Ginjirōs Halbmaske war einem Oni nachempfunden. Plötzlich rammte der Inquisitor sein Gesicht auf die Spitzen der stattlichen Hauer – ein übelkeiterregendes Knacken ertönte, dazu ein Geräusch, als würde eine Flüssigkeit verspritzt. Ginjirō schrie auf. Wieder stieß der kleine Mann mit dem Kopf zu. Die Spitzen der Hauer hatten sich rot gefärbt, winzige Knochenfragmente hingen daran. Yukiko schlug die Hände vor den Mund. Ginjirō versuchte, den Inquisitor zurückzuhalten, aber der stürzte sich noch ein drittes und ein viertes Mal auf die eisernen Hauer. Endlich packte einer der anderen Samurai ihn um die Stirn. Im Gang roch es nach Blut. Die schrecklichen, gurgelnden Schreie des kleinen Mannes echoten zwischen den engen Wänden.
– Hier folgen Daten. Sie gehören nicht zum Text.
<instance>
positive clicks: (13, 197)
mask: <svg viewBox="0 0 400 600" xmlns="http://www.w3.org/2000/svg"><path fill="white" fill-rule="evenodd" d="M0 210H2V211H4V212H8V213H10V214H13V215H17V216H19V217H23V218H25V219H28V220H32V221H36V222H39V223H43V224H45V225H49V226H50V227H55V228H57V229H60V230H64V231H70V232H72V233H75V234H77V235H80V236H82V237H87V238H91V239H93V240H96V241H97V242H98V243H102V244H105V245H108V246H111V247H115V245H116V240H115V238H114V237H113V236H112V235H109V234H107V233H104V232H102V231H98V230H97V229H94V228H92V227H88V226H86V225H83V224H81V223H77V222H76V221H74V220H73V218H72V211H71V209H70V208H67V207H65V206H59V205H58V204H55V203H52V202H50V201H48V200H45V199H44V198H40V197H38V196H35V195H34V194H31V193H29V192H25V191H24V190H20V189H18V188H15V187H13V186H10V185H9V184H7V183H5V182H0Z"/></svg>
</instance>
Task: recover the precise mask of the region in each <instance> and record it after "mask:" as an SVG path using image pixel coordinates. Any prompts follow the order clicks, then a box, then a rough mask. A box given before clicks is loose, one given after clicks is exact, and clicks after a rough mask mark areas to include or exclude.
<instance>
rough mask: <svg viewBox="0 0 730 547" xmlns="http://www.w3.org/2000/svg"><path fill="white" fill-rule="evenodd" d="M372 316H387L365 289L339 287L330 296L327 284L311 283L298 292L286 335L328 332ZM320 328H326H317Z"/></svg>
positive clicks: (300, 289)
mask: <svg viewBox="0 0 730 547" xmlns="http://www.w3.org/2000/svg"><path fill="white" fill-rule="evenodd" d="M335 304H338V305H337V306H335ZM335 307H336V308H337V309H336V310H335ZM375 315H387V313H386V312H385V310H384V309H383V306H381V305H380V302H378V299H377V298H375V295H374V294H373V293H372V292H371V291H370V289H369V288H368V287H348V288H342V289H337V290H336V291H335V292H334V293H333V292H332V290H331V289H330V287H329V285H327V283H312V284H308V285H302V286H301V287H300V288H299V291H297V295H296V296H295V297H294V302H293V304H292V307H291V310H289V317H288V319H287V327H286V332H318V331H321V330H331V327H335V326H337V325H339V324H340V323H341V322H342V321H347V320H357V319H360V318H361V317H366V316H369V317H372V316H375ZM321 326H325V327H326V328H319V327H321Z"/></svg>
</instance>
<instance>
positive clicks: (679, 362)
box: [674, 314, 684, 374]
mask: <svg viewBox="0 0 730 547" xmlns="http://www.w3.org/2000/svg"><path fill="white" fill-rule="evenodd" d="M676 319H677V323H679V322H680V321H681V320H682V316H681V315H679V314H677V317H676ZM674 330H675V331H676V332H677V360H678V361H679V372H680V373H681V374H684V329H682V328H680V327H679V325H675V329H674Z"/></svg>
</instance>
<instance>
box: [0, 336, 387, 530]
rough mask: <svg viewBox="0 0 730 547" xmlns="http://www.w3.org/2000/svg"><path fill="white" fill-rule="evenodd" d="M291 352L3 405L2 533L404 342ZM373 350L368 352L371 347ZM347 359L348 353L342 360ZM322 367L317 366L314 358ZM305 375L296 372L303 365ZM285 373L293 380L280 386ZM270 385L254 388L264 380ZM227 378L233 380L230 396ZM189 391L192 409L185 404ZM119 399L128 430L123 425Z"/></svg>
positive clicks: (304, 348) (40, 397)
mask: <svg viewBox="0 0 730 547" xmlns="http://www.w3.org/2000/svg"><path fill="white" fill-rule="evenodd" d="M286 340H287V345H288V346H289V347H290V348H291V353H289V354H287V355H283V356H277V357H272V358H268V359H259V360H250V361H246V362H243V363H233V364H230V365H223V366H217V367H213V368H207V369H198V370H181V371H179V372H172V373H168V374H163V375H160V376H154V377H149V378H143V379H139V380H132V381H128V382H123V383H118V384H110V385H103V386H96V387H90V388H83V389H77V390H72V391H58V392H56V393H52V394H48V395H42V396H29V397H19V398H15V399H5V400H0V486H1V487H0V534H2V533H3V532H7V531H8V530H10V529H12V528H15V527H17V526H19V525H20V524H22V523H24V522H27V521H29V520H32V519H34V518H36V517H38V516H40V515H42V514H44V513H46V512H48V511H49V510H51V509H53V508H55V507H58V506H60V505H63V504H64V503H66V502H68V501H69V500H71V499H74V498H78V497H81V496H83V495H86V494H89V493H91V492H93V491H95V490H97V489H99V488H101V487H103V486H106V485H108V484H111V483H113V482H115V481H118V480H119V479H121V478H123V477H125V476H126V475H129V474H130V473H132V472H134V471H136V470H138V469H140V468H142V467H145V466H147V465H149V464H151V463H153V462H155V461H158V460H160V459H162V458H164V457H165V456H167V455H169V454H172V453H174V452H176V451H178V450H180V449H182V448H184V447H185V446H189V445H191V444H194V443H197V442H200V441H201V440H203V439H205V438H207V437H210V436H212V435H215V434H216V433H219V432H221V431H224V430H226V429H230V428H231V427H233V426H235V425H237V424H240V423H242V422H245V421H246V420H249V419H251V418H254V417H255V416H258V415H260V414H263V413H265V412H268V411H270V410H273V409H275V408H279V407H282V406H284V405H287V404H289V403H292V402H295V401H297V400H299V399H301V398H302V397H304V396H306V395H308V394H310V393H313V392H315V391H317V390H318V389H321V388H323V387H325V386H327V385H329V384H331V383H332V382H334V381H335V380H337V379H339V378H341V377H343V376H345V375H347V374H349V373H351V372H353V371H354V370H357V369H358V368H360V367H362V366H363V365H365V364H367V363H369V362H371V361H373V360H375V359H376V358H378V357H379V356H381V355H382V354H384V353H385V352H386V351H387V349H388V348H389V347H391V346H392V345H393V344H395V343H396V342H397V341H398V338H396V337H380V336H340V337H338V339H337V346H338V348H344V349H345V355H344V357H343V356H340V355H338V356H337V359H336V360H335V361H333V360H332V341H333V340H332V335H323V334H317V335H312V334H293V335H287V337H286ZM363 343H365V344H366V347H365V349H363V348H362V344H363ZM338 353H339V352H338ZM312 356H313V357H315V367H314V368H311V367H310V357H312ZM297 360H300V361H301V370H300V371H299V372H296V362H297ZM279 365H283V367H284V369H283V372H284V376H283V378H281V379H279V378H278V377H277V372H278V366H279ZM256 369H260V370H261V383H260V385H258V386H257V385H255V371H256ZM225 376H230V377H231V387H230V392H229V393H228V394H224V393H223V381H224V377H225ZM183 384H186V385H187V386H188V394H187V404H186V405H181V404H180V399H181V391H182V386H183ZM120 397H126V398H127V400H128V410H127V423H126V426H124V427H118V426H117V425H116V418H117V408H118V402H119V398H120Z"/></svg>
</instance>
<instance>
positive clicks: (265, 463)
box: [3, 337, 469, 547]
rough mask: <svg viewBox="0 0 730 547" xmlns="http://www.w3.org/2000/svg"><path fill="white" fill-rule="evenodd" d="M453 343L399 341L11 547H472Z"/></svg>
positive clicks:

Er hatte sich die Augen ausgestochen.

»Ihr Götter!«, hauchte Michi.

»Ich sehe dich dort, Schwester der Yōkai!« Der Inquisitor spuckte Blut. »Ich warte auf dich! «

»Bei Izanagis Klöten, schafft sie hier raus!«, bellte Ginjirō.

Michi und Misaki nahmen Yukiko zwischen sich und führten sie eilig davon. Ihr war schlecht und schwindelig. Blut lief ihr aus der Nase, die Schreie des Inquisitors verfolgten sie. Sie sah ihn vor sich: Seine Augen waren leere Höhlen, das Gesicht hatte er sich eingeschlagen, so wand er sich im Wahn. Reflexhaft und ängstlich tastete sie nach den beiden warmen Lebensfunken in ihrem Bauch. Wieder und wieder hallten seine Worte in ihren Ohren nach.

Immerhin sind die Kleinen schon da .

Sie versuchte zu schlucken, aber ihre Kehle war wie ausgedörrt.